There were two other positive opinions on new medicines at the CHMP meeting last week, with the panel backing Acorda Therapeutics’ inhaled Inbrija (levodopa) for the treatment of symptoms of ‘off’ periods in Parkinson’s disease, as well as Theratechnologies’ Trogarzo (ibalizumab) as an add-on treatment for drug resistant HIV.
The committee also recommended a new generic from Mylan of Novartis’ Exjade (deferasirox), which is used to treat chronic iron overload due to blood transfusions in patients with beta thalassaemia, non-transfusion-dependent thalassaemia syndromes and other anaemias. Exjade made sales of more than $1bn last year.
The latest meeting also included a number of line extensions. Among these, Roche got the nod for a new indication for its cancer immunotherapy Tecentriq (atezolizumab) in non-small cell lung cancer, namely use in combination with chemotherapy (carboplatin/nab-paclitaxel) for previously-untreated patients with non-squamous NSCLC.
The approval, based on the results of the IMpower130 trial, could help Roche try to build in first-line NSCLC, an indication dominated by Merck & Co’s Keytruda (pembrolizumab). That will be an uphill battle, however, particularly as another Tecentriq/chemo combination missed the mark in a trial reported last year.

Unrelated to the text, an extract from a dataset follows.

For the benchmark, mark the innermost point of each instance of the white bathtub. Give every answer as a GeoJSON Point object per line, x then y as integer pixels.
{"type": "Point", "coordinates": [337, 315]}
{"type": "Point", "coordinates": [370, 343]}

Merck picked up another positive opinion for Keytruda, this time for use alongside Pfizer’s targeted cancer drug Inlyta (axitinib) for first-line treatment of renal cell carcinoma, and Bristol-Myers Squibb got the go-ahead for Empliciti (elotuzumab) alongside Celgene’s Pomalyst (pomalidomide) and dexamethasone for relapsed/refractory multiple myeloma, based on the ELOQUENT-3 trial.
Empliciti was approved in the US for this indication with a breakthrough designation from the FDA last year.
The CHMP also said it has agreed to re-examine Amgen’s osteoporosis drug Evenity (romosozumab) after issuing a negative opinion at its June meeting, and is also taking a fresh look at two other recent rejections – Novartis’ Revolade (eltrombopag) for severe aplastic anaemia and PTC Therapeutics’ Duchenne muscular dystrophy drug Translarna (ataluren).
Finally, the panel recommended that Novartis’ multiple sclerosis drug Gilenya (fingolimod) should not be used in pregnant women and in women able to have children who are not using effective contraception because of a risk of birth defects.